One part of the Catton estate you can visit is that bridge from which the family throws stones bearing the names of deceased members into the river. This can be found on a separate estate, Deene Park, five miles northeast of Corby, also in Northamptonshire.
The estate and Deene Park House itself are open to visitors. The mansion, dating from the 14th century though upgraded during the Tudor and Georgian periods, was home to the 7th Earl of Cardigan, who led the Charge of the Light Brigade.
Oxford is inseparable from the University, which is not isolated in its own campus but scattered around the city as 39 individual colleges.
St Albans in Hertfordshire had been considered as a more economic stand-in but the City of Dreaming Spires is so distinctive it would have been crazy not to film there.
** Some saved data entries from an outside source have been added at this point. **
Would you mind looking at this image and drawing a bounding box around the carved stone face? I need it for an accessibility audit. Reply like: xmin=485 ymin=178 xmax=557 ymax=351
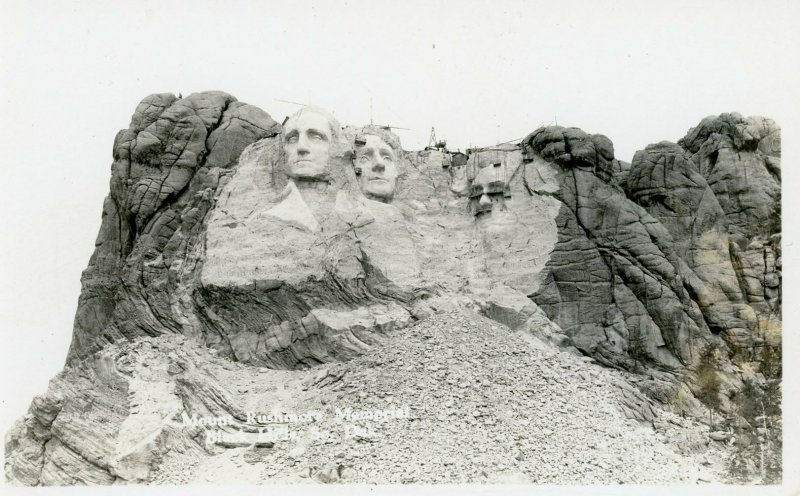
xmin=284 ymin=110 xmax=333 ymax=181
xmin=469 ymin=165 xmax=507 ymax=216
xmin=357 ymin=134 xmax=399 ymax=202
xmin=521 ymin=142 xmax=536 ymax=163
xmin=449 ymin=163 xmax=469 ymax=195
He's heading to his university college which is Brasenose College. The same entrance, alongside the Camera and with that view of St Mary the Virgin in the background, was previously used as the entrance to the fictitious 'Brompton School, in Barry Levinson’s 1985 Young Sherlock Holmes.
Brasenose itself also provides the 16th century Dining Room where Oliver and the eccentric mathematical genius realise they're the only outsiders.
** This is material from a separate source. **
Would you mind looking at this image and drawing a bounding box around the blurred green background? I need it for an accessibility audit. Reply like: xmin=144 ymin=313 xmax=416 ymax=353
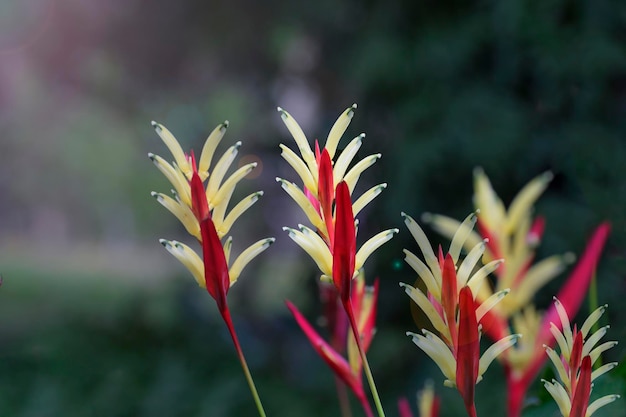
xmin=1 ymin=0 xmax=626 ymax=416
One of those wonderful old English names, Brasenose comes from the great brass doorknocker ("brazen nose") which once graced the college's entrance. A knocker, which may or may not be the original, now hangs above this Dining Hall's High Table.
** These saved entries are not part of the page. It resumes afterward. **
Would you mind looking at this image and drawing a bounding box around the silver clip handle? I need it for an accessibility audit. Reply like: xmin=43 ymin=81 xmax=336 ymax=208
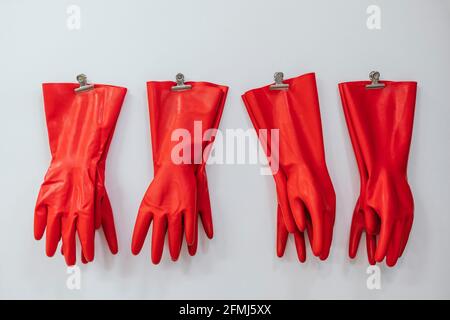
xmin=269 ymin=72 xmax=289 ymax=90
xmin=171 ymin=73 xmax=192 ymax=91
xmin=366 ymin=71 xmax=385 ymax=89
xmin=74 ymin=74 xmax=94 ymax=93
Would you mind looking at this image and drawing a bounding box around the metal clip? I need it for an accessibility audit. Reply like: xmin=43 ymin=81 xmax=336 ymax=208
xmin=74 ymin=74 xmax=94 ymax=93
xmin=171 ymin=73 xmax=192 ymax=91
xmin=269 ymin=72 xmax=289 ymax=90
xmin=366 ymin=71 xmax=385 ymax=89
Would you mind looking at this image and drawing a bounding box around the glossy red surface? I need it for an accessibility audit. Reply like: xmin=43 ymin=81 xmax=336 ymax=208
xmin=35 ymin=84 xmax=127 ymax=266
xmin=339 ymin=80 xmax=417 ymax=267
xmin=132 ymin=81 xmax=228 ymax=264
xmin=242 ymin=73 xmax=336 ymax=261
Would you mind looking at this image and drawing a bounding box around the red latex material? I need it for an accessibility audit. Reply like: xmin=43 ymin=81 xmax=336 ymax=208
xmin=187 ymin=88 xmax=227 ymax=256
xmin=132 ymin=81 xmax=228 ymax=264
xmin=339 ymin=80 xmax=417 ymax=267
xmin=35 ymin=83 xmax=127 ymax=266
xmin=242 ymin=73 xmax=336 ymax=261
xmin=76 ymin=104 xmax=122 ymax=264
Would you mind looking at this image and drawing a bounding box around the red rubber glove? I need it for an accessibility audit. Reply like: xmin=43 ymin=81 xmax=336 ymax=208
xmin=35 ymin=83 xmax=127 ymax=266
xmin=339 ymin=80 xmax=417 ymax=267
xmin=242 ymin=73 xmax=336 ymax=261
xmin=132 ymin=81 xmax=228 ymax=264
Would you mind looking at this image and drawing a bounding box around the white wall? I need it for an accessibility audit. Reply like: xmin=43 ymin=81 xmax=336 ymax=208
xmin=0 ymin=0 xmax=449 ymax=299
Famously forward-thinking, Brasenose was one of the first Oxford colleges to admit women – in 1974. Past students include John Buchan (author of The 39 Steps), Monty Python's Michael Palin and ex-UK Prime Minister David Cameron.
Magdalen’s Old Library is where Oliver first glimpses Felix (Jacob Elordi), and it's also on the Bridge over the River Cherwell by Magdalen's gates that Felix tells him of the ritual of throwing stones into the river. Remember this picturesque spot from the Merchant-Ivory film of EM Forster’s Howards End, Richard Attenborough’s Shadowlands and the 2008 adaptation of Brideshead Revisited?
One of the the University's most prestigious colleges, Magdalen includes among former students the Duke of Windsor (formerly King Edward VIII before he abdicated), CS Lewis (author of the Narnia books) and both Oscar Wilde and his lover, Lord Alfred Douglas, known as 'Bosie'.
Local limestone gives the city its characteristic appearance, making it a natural for the screen, not least for TV's Inspector Morse series which has launched countless walking tours of the locations.
Apart from the films mentioned, on the big screen you'll also see Oxford in the Harry Potter movies, 1984's Another Country, 1997's The Saint (with Val Kilmer), classic 1988 comedy A Fish Called Wanda, X-Men: First Class (where else would the young Prof Xavier have studied?) and even Michael Cimino's epic Western Heaven's Gate – in which the Sheldonian Theatre and Mansfield College Quad stand in for 'Harvard University'.
Standing opposite the Marie Jose Gallery, this is Launceston Place, a cool restaurant serving modern European cuisine tucked away in Kensington, W8. Although the address is 1a Launceston Place, it's on Victoria Grove at Canning Passage.